What did I like least about this film? The answer: the ending. It is too pat, too rushed, too abrupt. What do I like most? Just about everything else. In fact, I found myself smiling at what I was seeing on the screen more often than in any movie I’ve seen since The Incredibles — and that is saying a lot.

I like Miyazaki’s characters (I am using the name “Miyazaki” to refer to the collective creative forces behind this film at Studio Ghibli, which Miyazaki founded). Not having read the novel this film is based on, I can’t tell how much is Miyazaki and how much is the novel. But there are interesting characters here that attract and hold our attention. Some are outrageous (Calcifer, Turnip-Head, the Witch of the Waste), some are subtle (Sophie). And some are enigmatic (Howl himself). We don’t necessarily become as drawn to these characters emotionally as we are with Miyazaki’s characters in Nausicaa, Princess Mononoke or Spirited Away, but this is not the same type of movie. It’s a Fairy Tale more in the classic Grimm sense with a healthy sprinkling of Japanese spirit world for good measure.

I like how Miyazaki tells the story and how he keeps our interest. This is most clearly seen when the geographic focus of the story becomes the kitchen area that Old Sophie stumbles upon when first entering the castle. We are gradually introduced to important characters (e.g., Calcifer) and here we learn more about Howl and how the Castle moves through space and time. We spend a lot of time here; it does not become claustrophobic as we and Sophie learn more about her situation and the incredible world we she now finds herself in.

The animation in this film must be seen to be believed. I’ve read other reviews who salute Miyazaki for his adherence to “traditional animation techniques.” I partially agree. There is more use of CGI effects in this movie than may be apparent at first glance. I am referring to the use of what I in my technical ignorance shall call “moving perspective.” As we move through the scene watching our characters, for example, as we walk along a street, objects change in size smoothly as our viewing point shifts.The most obvious example of this in Spirited Away was when Chihiro ran through a path surrounded by flowers. You could tell that the original drawing of the flowers was two dimensional but has been stretched onto a three dimensional surface then rotated and moved to simulate objects moving past a running person’s field of vision.

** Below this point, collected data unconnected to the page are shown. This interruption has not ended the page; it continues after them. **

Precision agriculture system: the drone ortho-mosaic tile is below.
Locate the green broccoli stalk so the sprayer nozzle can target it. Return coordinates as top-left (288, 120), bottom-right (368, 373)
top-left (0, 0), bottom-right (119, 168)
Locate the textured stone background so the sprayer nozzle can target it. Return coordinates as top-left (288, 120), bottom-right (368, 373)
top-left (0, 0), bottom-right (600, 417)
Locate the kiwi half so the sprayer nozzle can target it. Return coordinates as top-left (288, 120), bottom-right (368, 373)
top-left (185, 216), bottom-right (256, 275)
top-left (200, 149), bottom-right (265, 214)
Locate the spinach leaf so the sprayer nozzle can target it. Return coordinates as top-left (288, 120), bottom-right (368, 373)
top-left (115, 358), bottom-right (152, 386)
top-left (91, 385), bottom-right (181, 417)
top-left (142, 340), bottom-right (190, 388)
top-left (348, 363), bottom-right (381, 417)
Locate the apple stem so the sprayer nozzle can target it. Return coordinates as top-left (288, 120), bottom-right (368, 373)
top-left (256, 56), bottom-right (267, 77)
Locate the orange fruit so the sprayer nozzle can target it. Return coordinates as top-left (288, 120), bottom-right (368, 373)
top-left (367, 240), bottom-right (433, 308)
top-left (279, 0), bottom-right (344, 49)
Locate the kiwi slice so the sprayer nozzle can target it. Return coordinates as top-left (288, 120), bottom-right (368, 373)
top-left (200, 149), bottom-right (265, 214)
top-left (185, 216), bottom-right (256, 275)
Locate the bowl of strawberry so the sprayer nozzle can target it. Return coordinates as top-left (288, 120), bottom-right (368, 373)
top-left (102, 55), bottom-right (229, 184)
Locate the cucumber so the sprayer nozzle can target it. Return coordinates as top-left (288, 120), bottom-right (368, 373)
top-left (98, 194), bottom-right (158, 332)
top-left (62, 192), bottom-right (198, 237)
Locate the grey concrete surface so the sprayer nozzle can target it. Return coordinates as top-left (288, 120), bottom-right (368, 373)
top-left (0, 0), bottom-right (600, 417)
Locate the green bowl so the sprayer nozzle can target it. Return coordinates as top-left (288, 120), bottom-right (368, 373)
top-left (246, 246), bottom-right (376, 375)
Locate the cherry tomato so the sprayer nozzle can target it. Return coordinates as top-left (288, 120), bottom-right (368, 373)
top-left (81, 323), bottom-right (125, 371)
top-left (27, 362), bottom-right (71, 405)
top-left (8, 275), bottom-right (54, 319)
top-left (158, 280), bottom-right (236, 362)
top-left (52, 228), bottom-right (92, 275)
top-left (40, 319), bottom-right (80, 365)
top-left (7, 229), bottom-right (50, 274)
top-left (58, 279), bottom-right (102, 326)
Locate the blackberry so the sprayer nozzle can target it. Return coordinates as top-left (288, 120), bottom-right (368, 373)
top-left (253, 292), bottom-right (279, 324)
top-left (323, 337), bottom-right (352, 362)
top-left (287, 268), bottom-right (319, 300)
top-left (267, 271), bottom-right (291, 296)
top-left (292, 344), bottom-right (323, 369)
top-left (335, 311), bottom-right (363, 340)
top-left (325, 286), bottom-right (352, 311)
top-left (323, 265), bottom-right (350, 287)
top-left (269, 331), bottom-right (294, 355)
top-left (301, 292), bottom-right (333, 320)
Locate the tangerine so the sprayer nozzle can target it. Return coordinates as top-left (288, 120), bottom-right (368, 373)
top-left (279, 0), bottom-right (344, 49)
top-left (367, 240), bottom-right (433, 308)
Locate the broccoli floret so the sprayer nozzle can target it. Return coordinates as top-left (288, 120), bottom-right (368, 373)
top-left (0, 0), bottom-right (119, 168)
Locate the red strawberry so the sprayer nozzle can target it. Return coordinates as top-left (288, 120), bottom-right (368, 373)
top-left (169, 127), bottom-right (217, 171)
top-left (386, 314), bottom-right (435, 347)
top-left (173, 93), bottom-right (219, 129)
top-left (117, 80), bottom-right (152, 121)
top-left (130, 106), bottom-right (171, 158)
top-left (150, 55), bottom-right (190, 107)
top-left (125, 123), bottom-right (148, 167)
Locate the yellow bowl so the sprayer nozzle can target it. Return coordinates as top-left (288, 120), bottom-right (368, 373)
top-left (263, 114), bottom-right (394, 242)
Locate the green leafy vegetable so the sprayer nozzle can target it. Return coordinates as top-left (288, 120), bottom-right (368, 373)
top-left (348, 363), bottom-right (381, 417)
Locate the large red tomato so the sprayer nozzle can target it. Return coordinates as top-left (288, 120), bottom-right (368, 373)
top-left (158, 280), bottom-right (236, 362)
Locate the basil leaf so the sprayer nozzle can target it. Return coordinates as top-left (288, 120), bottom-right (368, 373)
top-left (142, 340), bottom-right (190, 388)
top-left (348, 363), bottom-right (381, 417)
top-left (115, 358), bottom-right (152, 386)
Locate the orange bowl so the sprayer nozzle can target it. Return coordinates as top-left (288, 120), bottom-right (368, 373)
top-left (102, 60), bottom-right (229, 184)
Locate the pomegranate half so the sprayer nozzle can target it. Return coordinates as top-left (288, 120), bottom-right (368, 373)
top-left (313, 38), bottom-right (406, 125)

As CGI effects go this is nowhere near as sophisticated as the water-rendering that Pixar excels in, but that’s not the point. By using two dimensional paintings [“cartoons”] as the manipulated objects, we get some of the “reality” of 3D rendering but still retain the charm of the traditionally drawn and painted object.

After all, Miyazaki is creating a fantasy world here, a world where witchcraft, magic, and demons co-exist with hat shops, steam engines, automobiles, and flying cars. Too much reality would be too much of a bad thing.

Interestingly, the most realistic effects in this movie are the scenes of warfare when viewed from a distance. The scenes of aerial combat, exploding bombs, and burning cities that provide such an effective backdrop to Sophie’s adventures are grim and horrific and not pitched towards the anime gadget-lover. They’re scary. That’s the idea.

What are the most memorable images in this film? That’s hard to say, there are so many, for example:

  • Sophie’s flight over the city with Howl
  • Sophie’s first view of the country from the Castle’s balcony
  • Sophie crying by the edge of the lake — and Turnip-Head holding an umbrella over her to keep off the rain
  • The draining of the Witch of the Waste’s powers in the the palace
  • Watching the “meteor shower” and the distant young Howl

My favorite effect was sometimes the most subtle — Sophie’s changing age as shown in her face. Sometimes it is so subtly doneyou can’t tell for sure if she is younger or older — and that’s the point. (It reminded me of the “young Ellie-Old Ellie” scene in Contact when Jodie Foster’s face is momentarily replaced by her younger self played by Jena Malone.)

I’ll probably be seeing this film again. Perhaps I’ll see the English language version to compare; the theater where I saw Howl was showing the Japanese versions with English subtitles. This is usually the way I prefer to see Japanese films (in Japanese with subtitles) but I’ve heard that the dubbing in the English language version is pretty good.